Solid Snake: The is because there is no weight applied onto the raptor when it is flying hence there is no reason to continually thrust upwards to hover. If you notice the weight value it actually doesn't have any, if you add some on it will sink to the ground. Vehicles can't be crushed because from memory they ignore encroaching things... Besides UT2004 can't really handle crushing things very well...

odo324: The lack of Aerodynamic forces isn't really the issue (although I feel it is 'part', I left some specifics out). The Raptor in question, acts like a 'ball' that can fly. IE: "Turning". With wheeled vehicles, you can spin out of control, adding a little difficulty in performing a quick 180 (something quite fun). Now, rotating of the raptor occurs at the center of the front section, but the tail doesn’t swing around like it should. This prevents any possibility of maneuvering with skill. Of course, this subject is debatable in a game like UT'04. It is the first "real" appearance of vehicles in Unreal, after all. → At my fault, I didn't mean crushed as in "squished" but instead their resistance to sudden large forces (2 parts). 1) High-Speed collisions with anything, result in very little damage. 2) In ut'04, vehicles are 100% functional, or 0% functional. Vehicle health has no influence on vehicle-ability, sad. For an example, take the Raptor for a high-speed impact into what should be a very damaging obstacle (building or cliff) and see how damaged you become :p.

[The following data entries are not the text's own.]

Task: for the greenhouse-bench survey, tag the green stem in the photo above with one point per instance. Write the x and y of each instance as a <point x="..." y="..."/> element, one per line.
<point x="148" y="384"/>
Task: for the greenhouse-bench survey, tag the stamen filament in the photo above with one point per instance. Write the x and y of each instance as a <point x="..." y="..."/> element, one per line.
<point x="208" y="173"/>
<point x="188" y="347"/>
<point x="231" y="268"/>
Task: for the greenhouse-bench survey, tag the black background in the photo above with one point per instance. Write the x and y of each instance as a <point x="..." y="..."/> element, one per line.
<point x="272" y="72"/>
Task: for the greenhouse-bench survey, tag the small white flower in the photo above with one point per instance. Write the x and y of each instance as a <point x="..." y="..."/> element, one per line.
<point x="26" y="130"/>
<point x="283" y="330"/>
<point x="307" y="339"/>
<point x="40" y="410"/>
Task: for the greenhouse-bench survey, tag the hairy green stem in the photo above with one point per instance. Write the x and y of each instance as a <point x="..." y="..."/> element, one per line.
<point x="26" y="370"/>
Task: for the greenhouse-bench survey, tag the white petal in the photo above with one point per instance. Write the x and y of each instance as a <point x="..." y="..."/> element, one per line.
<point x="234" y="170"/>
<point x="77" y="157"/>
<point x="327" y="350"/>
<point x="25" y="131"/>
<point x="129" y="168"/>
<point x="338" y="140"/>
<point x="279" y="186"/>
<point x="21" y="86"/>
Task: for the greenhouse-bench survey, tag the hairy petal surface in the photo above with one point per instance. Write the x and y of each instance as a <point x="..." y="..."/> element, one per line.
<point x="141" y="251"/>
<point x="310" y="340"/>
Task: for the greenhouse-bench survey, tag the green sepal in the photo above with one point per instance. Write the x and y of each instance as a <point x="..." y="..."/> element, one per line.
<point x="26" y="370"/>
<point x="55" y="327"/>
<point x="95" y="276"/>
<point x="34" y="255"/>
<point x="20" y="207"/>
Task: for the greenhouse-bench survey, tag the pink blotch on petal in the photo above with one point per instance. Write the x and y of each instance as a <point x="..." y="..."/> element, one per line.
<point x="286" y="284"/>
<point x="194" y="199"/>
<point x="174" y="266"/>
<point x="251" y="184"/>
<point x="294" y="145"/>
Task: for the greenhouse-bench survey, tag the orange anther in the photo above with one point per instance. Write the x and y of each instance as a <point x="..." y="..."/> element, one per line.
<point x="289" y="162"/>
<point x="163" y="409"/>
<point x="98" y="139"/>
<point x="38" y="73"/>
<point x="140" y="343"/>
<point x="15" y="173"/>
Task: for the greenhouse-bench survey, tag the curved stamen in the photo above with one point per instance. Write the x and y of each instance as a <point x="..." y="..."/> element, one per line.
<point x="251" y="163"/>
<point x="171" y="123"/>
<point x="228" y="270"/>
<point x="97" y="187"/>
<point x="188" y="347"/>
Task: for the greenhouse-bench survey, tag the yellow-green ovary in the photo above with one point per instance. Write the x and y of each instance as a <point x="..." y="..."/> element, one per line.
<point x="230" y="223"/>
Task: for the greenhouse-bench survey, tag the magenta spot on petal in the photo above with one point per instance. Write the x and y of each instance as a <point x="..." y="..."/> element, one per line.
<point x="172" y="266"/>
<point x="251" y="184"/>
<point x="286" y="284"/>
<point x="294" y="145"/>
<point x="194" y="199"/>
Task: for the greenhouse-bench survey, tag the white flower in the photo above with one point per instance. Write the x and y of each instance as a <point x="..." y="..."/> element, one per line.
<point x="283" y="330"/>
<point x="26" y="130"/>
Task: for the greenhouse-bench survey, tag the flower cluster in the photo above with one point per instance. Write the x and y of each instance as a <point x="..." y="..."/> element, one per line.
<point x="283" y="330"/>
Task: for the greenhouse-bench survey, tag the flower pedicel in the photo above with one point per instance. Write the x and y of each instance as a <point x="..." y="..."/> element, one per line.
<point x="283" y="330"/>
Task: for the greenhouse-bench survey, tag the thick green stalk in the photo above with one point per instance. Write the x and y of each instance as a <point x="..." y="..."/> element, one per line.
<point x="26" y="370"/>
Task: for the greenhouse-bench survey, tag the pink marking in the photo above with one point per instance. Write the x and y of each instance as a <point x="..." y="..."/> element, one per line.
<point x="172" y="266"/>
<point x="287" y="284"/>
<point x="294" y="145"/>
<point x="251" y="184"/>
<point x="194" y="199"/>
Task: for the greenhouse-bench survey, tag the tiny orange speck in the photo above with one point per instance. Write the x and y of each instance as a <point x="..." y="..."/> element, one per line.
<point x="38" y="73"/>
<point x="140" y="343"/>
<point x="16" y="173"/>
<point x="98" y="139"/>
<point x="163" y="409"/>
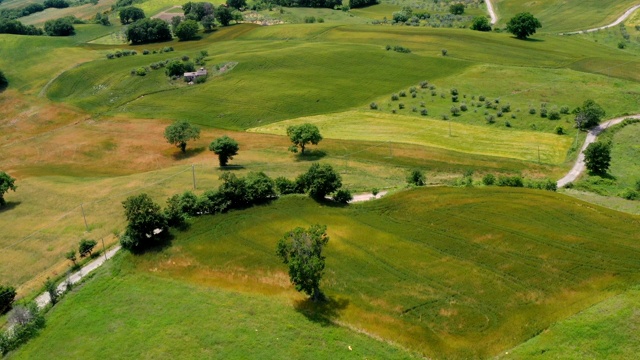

Foxpaw: I believe that those are design decisions, not really flaws. If vehicles were damaged realistically from high speed collisions, vehicles would become very unattractive as anyone could take out your vehicle by ramming it with another vehicle.

WRT not losing functionality when damaged, this is also an important design decision. The abilities of the vehicles must be carefully balanced - any change in capabilities will disrupt this balance. In effect, taking only a very small amount of damage would make a vehicle next to useless against any other vehicle - making vehiclular combat mostly an issue of "who hits first," sort of like instagib.

T1: Actually, the Manta IS a hovercraft. It CAN tip back and forth, but not much. It is held up by KRepulsors that ALWAYS repulse downward rather than repulsing the direction that the bottom of the craft is facing. If you disable the always upright variable in it's KarmaParams then it'll continue to repulse downwards even while flipped. It has 3 KRepulsors, 1 in the front, 1 on each side. Because of this, it leans back while ducking because there is no KRepulsor there to hold it up.

5parrowhawk: Making the Manta behave more "realistically" is not excessively difficult. For swaying/rocking, it's simply a matter of altering its center of gravity and adjusting the parameters of the repulsors (e.g. to increase softness). You'll want to set bStayUpright to false in any case, which will help too. Finally, you'll need to set the penetration direction of the repulsors, every tick, to match the vehicle's rotation (not too hard either). The real question is whether this would improve gameplay very much (or, indeed, at all).


odo324: Oh, may the wiki gods forgive me! Honestly, I no references as to 'how' Unreal simulates this stuff (YET!). I'm starting with real-life info and add Unreal references as I find them. I hope others may do the same.